I use PrestaSitemapBundle on some on my Symfony websites to automatically generate their sitemap.xml files. I recently stumbled upon an issue about these files showing up in Google search results while they should not.

I found that one should add a X-Robots-Tag header with a noindex value to each sitemaps response headers so that Google knows that this content should not be indexed. (Robots meta tag and X-Robots-Tag HTTP header specifications)

The problem here is that we cannot use a <Location> (or <LocationMatch>) rule for non-static resources (URLs that are handled by Symfony and not directly served from filesystem) since this rule would be treated by apache after the <Directory> rule in which the URL rewriting magic happens: at this point, all URLs look like /app.php.

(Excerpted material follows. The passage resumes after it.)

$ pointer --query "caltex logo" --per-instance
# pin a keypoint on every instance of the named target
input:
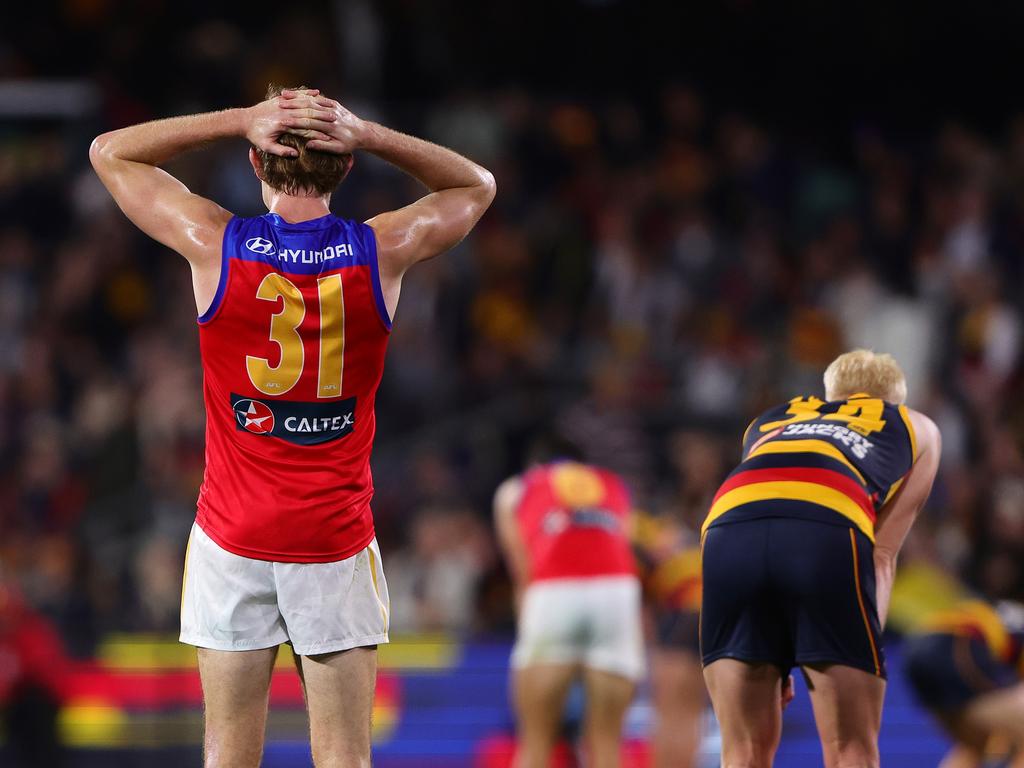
(254, 417)
(259, 245)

The solution is to generate the sitemap files using PrestaSitemapBundle's dumper command:

  1. Let Symfony know the URL of the production environment by providing its host and scheme in parameters.yml:

    # parameters.yml
    router.request_context.host: www.my-website.fr
    router.request_context.scheme: https
    
  2. Add a rule to gitignore the generated files (this one will match both sitemap.xml and sitemap.default.xml)

    # .gitignore
    web/sitemap*.xml
    
  3. Be sure to regenerate the sitemaps on deployment. I'm using Simple-Deployment-Script so I just have to add a custom command:

    # deploy.json
    {
        # ...
        "commands": [
            "php bin/console presta:sitemap:dump"
        ]
    }
    

Now, all we have to do is to update apache's vhost and add this section:

<LocationMatch "/sitemap.*.xml">
    Header always set X-Robots-Tag "noindex"
</LocationMatch>

/sitemap.*.xml will match sitemap, sitemap.default.xml, sitemap-authors.xml, ...

Now let's reload apache and test this: X-Robots-Tag: noindex appears in the Response Headers list in Chrome's debugger Network tab, good job!